Ensuite, le chapitre III de la proposition de loi portant sur l’émergence et le développement des usages du numérique écologiquement vertueux à son article 16 établit la création d’un référentiel général de l’écoconception des sites web fixant des règles, en particulier sur l’ergonomie des services numériques, sur l’affichage et sur la lecture des contenus multimédias, ainsi que des critères conduisant au freinage des recours aux stratégies de captation de l’attention des utilisateurs. Afin de rendre tangible le contenu dudit référentiel, les principaux fournisseurs de contenu devront le respecter et concevoir des sites autant performants mais avec une quantité de données et d’énergie utilisée plus faible, puisque ces derniers occupent une grande partie de la bande passante.

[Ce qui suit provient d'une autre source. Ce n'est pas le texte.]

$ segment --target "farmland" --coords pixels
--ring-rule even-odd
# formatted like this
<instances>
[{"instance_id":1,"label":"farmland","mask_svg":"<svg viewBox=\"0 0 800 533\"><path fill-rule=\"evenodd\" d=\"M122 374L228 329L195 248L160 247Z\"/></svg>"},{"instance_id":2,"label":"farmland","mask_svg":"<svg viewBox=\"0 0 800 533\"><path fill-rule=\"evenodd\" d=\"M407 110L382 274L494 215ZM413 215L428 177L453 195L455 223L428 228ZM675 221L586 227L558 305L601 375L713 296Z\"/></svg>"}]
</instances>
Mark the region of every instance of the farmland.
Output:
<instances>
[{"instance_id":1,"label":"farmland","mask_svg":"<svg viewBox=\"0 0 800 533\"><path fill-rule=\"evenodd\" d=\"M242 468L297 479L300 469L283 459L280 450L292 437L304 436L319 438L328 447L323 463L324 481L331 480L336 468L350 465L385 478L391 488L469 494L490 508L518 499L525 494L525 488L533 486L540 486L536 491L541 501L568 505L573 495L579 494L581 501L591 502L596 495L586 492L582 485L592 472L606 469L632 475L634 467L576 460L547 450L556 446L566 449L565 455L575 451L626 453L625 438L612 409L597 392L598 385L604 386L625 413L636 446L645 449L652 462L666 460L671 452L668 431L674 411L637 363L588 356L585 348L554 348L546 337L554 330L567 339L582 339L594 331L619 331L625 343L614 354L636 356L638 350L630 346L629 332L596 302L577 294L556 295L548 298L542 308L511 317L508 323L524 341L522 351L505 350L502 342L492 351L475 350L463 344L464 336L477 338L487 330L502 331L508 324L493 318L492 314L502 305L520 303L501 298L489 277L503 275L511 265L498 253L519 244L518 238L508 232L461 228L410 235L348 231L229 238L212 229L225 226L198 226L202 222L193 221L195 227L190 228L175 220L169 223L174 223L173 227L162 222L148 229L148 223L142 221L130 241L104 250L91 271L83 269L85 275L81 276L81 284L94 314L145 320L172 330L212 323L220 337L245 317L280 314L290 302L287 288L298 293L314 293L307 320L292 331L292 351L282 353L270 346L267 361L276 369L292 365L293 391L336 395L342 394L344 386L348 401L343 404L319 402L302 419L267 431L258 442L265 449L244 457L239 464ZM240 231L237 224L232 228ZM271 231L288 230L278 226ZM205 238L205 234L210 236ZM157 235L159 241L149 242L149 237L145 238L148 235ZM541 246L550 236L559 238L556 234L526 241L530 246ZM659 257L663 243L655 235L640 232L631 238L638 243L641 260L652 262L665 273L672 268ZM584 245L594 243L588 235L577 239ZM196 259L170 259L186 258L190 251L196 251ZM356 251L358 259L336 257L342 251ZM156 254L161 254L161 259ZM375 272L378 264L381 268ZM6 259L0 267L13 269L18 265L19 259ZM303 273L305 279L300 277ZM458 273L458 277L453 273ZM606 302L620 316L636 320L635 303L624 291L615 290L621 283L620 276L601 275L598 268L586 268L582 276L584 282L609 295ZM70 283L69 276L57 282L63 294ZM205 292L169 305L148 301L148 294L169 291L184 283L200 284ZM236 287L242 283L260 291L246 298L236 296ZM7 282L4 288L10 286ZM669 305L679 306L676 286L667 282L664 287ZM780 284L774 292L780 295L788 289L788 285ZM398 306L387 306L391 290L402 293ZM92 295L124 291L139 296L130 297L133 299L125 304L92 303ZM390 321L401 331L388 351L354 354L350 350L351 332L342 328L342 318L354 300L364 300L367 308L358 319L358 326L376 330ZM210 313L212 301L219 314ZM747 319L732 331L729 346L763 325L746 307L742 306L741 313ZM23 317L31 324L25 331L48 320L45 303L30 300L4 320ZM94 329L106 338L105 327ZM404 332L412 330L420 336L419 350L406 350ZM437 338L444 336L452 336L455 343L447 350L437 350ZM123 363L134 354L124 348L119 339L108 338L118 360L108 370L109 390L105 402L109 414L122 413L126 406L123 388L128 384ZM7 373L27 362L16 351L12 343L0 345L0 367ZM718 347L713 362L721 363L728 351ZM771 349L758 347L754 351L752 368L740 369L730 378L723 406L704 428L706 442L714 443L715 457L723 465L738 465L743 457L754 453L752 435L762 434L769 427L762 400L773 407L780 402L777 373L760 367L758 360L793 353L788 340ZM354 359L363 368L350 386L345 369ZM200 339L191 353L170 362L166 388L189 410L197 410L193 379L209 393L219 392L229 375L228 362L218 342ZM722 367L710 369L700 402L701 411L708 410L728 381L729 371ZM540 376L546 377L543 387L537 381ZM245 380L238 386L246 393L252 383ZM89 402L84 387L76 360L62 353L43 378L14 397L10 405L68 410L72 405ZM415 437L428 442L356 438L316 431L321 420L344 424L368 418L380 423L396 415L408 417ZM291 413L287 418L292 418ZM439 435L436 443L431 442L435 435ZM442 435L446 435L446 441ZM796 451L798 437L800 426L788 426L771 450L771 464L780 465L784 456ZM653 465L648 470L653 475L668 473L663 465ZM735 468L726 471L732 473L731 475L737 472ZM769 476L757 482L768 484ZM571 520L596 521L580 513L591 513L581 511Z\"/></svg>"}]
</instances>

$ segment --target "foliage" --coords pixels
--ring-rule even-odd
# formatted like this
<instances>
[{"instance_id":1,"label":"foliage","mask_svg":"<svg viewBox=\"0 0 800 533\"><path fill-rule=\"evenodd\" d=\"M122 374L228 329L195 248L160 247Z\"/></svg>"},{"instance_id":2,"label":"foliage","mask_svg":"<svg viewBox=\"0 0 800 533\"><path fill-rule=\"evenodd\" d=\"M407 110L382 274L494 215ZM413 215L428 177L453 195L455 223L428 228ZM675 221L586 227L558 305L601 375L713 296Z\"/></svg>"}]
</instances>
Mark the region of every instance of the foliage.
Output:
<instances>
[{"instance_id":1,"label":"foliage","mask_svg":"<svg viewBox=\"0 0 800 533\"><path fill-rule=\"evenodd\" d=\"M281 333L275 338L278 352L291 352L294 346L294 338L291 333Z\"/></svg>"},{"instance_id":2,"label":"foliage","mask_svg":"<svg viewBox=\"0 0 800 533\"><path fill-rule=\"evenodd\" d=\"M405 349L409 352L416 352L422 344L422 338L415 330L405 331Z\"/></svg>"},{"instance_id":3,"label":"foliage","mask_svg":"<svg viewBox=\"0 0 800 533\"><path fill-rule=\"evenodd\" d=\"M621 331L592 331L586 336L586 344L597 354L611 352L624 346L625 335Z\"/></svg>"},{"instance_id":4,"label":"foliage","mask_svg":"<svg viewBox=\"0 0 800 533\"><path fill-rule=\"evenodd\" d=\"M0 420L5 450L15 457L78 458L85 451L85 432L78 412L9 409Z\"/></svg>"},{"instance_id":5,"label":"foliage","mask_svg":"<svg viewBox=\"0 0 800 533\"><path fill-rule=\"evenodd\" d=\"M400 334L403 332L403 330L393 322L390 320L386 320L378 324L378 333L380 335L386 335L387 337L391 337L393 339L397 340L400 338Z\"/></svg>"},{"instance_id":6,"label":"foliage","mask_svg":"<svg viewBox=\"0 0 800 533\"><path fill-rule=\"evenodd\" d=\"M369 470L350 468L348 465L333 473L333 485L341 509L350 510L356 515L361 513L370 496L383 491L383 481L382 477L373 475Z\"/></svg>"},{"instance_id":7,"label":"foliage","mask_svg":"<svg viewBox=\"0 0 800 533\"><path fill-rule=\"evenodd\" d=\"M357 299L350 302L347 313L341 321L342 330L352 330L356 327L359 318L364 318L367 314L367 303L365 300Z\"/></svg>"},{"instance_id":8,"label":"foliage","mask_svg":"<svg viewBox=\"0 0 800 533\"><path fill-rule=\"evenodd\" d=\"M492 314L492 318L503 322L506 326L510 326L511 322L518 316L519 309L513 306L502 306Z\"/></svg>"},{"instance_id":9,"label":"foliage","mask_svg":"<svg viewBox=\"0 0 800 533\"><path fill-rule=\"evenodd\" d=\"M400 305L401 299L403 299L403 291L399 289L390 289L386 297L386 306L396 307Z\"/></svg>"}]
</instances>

En outre, la proposition de loi traite en son chapitre IV, article 23, de la réduction des impacts environnementaux associés à la fabrication et à l’utilisation des boîtiers de connexion internet et des décodeurs à travers la systématisation de l’extinction automatique par les opérateurs, des anciennes générations ayant une consommation excessive d’électricité. Ledit article dispose que les opérateurs doivent le 1er janvier 2023 au plus tard souscrire à des engagements environnementaux pluriannuels contraignants qui seront contrôlés par l’autorité de régulation des communications électroniques, des postes et de la distribution de la presse (ARCEP), titulaire d’un pouvoir de sanction. En vertu des dispositions de l’article 23bis, l’ARCEP peut collecter les données nécessaires à la régulation environnementale, dans l’optique de conjuguer développement des usages et réduction de l’empreinte environnementale du numérique. Tel est le cas concernant le déploiement de la 5G qui a fait l’objet d’une demande d’évaluation environnementale auprès du Haut Conseil pour le climat par le président du Sénat. L’avis rendu par le Haut Conseil préconise une évaluation ex ante systématique de toute nouvelle technologie. La 5G pourrait, d’ici 2030, entraîner une augmentation de 45% des émissions de gaz à effet de serre du numérique, dont la moitié de l’impact carbone serait causée du fait du renouvellement ou de l’acquisition de terminaux. Patrick CHAIZE souhaite aller plus loin en luttant contre les pratiques spéculatives de gels de terrains et de construction d’infrastructures mobiles sans fourniture de services de certaines Tower companies. En effet, lesdites pratiques conduiraient à l’édification de pylônes de télécommunications inactifs, soit à l’artificialisation des sols, et donc à des retentissements négatifs sur l’environnement. La Commission de l’aménagement du territoire a introduit un article 21bis qui tend à permettre aux petits centres de données de bénéficier des montants TICFE dans le dessein que ces derniers s’engagent dans une démarche plus verte.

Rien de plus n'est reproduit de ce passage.